The proposed numerical code was first validated by a comparison with the results published by Nguyen et al. [6], for a case of porous cavity saturated with the Cu-nanofluid. The results are presented in terms of average heat transfer given with the Nusselt number defined as an integral of the temperature flux through a wall: $N u=k_{n f} / k_f \int_{\Gamma} \vec{\nabla} T \cdot \vec{n} d \Gamma$. The present and reference results are given in Table 2 for Prandtl number $\operatorname{Pr}=6.2$, solid volume fraction ($\varphi=0.0,0.025,0.05$) and other governing parameters (porous Rayleigh number $R a_p$, Darcy number $D a$, and porosity $\phi$ ). Good agreement between the result can be obtained. Furthermore, computations for several different governing parameters have been carried out in order to analyze the influence of different governing parameters on the fluid flow and heat transfer in porous cavity.

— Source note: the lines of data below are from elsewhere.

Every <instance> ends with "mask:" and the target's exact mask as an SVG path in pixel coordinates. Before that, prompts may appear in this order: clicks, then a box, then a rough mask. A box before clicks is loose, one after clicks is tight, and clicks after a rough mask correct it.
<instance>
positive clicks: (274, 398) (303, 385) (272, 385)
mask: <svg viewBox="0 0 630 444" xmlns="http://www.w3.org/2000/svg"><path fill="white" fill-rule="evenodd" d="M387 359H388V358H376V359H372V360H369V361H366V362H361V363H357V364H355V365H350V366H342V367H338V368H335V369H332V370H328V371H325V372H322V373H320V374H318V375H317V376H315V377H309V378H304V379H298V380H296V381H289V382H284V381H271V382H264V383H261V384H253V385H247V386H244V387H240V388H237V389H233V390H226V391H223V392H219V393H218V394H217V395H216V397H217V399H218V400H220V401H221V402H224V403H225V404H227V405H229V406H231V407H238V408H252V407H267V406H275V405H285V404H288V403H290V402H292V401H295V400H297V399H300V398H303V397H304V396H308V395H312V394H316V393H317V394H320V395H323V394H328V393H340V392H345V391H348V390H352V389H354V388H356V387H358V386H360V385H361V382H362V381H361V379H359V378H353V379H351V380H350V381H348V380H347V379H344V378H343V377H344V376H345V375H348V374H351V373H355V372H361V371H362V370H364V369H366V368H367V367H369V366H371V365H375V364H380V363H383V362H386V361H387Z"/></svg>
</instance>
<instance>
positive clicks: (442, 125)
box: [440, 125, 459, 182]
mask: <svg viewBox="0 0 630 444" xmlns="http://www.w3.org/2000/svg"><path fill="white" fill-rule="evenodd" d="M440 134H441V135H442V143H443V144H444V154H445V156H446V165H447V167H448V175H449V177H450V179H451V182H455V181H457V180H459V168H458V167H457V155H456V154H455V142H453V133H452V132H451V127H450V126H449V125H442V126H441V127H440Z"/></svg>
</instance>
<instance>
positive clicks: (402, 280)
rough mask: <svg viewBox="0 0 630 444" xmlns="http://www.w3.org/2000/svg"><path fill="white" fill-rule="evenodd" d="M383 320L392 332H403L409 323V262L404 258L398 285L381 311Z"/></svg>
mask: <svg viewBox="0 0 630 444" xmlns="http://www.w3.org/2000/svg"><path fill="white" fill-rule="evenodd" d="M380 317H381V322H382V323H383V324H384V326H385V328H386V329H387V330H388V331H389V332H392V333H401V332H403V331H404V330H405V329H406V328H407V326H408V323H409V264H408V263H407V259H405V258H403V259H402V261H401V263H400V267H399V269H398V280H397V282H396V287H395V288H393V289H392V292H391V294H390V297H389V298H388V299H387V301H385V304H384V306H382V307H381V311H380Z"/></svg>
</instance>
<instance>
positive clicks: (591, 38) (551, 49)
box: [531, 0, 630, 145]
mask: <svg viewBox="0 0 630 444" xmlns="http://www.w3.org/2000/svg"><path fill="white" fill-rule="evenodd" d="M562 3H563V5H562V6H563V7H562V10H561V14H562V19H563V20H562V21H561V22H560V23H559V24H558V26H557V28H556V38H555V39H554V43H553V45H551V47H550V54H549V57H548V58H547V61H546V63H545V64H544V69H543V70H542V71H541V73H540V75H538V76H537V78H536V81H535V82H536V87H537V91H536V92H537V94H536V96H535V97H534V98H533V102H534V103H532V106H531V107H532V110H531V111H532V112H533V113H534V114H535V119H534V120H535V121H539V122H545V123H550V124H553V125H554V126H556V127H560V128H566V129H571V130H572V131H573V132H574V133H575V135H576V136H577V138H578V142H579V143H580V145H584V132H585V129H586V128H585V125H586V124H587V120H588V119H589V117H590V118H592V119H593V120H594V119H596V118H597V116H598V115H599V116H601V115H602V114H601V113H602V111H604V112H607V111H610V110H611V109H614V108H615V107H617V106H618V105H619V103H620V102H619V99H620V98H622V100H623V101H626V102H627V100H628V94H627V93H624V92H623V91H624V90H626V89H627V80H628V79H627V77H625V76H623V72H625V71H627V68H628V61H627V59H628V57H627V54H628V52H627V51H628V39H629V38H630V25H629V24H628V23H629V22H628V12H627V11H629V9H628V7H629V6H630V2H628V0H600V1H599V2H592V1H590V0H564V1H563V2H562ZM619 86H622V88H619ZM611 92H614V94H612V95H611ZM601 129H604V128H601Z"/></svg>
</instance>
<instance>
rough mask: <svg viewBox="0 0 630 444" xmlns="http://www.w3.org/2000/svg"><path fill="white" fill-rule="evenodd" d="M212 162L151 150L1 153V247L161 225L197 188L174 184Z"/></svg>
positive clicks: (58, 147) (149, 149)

Figure 2 represents isotherms for Cu-water nanofluid at porosity $\phi=0.4$ and $R a_p=1,000$ under different values of $D a$ and $\varphi$. Solid lines correspond to $\mathrm{y}=0.0$, dotted lines to $\varphi=0.025$ and dashed lines to $\varphi=0.05$. Thin boundary layers can be observed near the hot and cold walls, while the isotherms in the core region become almost horizontal and parallel to adiabatic and impermeable walls. The temperature field reveals that the decrease of Da enhances heat transfer through cavity; the $D a$ number is influencing the magnitude of the Darcy term in the momentum Eq. (12). With the increase of Da the flow regime is transited into the Darcy flow regime, which is close to the Darcy's law.

The addition of the nanoparticles into the base fluid seem to result in an attenuation of the convective motion inside the porous cavity. However, the overall heat transfer remains the same, since the main convective cell with upwards flows along the hot wall and downward flows along the cold wall is conserved.

The streamlines for $\phi=0.4$ and $\varphi=0.05$ are shown in Figure 3. The flow field consists of single circulation flow in the clockwise direction as a result of the applied horizontal temperature difference. With a decrease of $D a$, the circulation becomes extended along the horizontal axis and the boundary layers become more significant.

The dependence of the solid volume fraction on the average heat transfer at different Rap and Da numbers is shown in Figure 4. When conduction is a dominant heat transfer mechanism, $D a=10^{-2}$, the heat transfer enhancement due to the increase of the solid volume fraction is more evident (Figure 4a). The addition of nanoparticles into the base fluid enhances the thermal conductivity which results in higher values of Nusselt number. Moreover, the average Nu increases with increase of $R a_p$. With decrease of $\mathrm{Da}<10^{-4}$, the Nu values no longer increase with $\varphi$ (Figure 4b and Figure 4c). In that case, convection becomes the dominant heat transfer mechanism and is suppressed by the addition of nanoparticles into the base fluid and further enhancement of heat transfer rate is limited. When $R a_p=1,000$, it is obvious, that increase of $\varphi$ leads to higher $N u$ when $D a$ is high, while at low values of $D a$ average $N u$ decreases along with the $\varphi$ (Figure 4d).

Natural convection phenomena of nanofluids in a porous media domain have been solved numerically using the BEM base numerical algorithm. A single phase mathematical model was used to describe the flow and heat transfer of nanofluids in porous media, while the Brinkman-Forchheimer momentum equation is used to describe the conservation of momen-tum. The influence of added Cu-nanoparticles into the base fluid on possible heat transfer enhancement was investigated, specially the volume fraction of nanoparticles, as well as different porous media properties.

In general, the addition of nanoparticles into the base fluid results in higher heat conductiv-ity but it suppresses the natural convection phenomena. In case of non-Darcy regime, the heat transfer enhancement due to added nanoparticles is obvious which results in higher values of Nusselt number. However, in case of lower values of Da, when the model is approaching to the Darcy regime, the overall heat transfer is decreasing with the addition of nanoparticles.